From: Kari Sable Burns [mailto:karinet -at- worldnet -dot- att -dot- net]
Sent: Wednesday, January 12, 2000 9:12 PM
Subject: RE: screenshots of Web pages
:is a utility out there that can grab whole Web pages, but for the
:life of me
:I can't remember its name.
The best way I know of to achieve quality screenshots from the Web is to use
SnagIt, it will capture the page, region, or area with a few a quick
keystrokes, you can set it show the cursor or not. It will produce the image
as a *.bmp though. So the following steps are important. They require
SnagIt, Adobe Illustrator and ImageReady.
Open SnagIt and Adobe Illustrator
1) Snag the print and hit enter
2) Start a new page in Illustrator, use the paste command in Illustrator, it
3)Export it from Adobe as a Photoshop File *.psd at 72 dpi
4) Open Image Ready, Open the *.psd file, clean up the image, create
transparencies, etc, optimize and save it "optimized as" which will save it
as a *.gif.
Even though it takes an artillery of pricey Adobe software and several
steps, it's very quick and easy.

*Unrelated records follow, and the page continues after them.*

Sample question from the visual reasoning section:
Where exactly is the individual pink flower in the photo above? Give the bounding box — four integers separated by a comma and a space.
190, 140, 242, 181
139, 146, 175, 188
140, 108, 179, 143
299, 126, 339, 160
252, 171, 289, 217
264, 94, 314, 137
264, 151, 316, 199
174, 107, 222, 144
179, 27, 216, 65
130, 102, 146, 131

It does produce excellent quality
screenshots that load rapidly.
Kari Sable Burns, Knowledge Engineer
:Even so, how far can you go with this? Anything more than a few screens'
:worth on one page will be illegible. Better to focus on the important
:Resolution: you don't have a choice, really. Screen resolution is 72 or 96
:dpi. You can get away with printing the grabbed image at 150, but that's
:the border of legibility.
:File formats: Most Web pages have flat backgrounds, so avoid JPEGs unless
:they're saved with minimum information loss. Avoid .BMPs like the plague;
:stick with compressed TIFFs, if your software can handle it.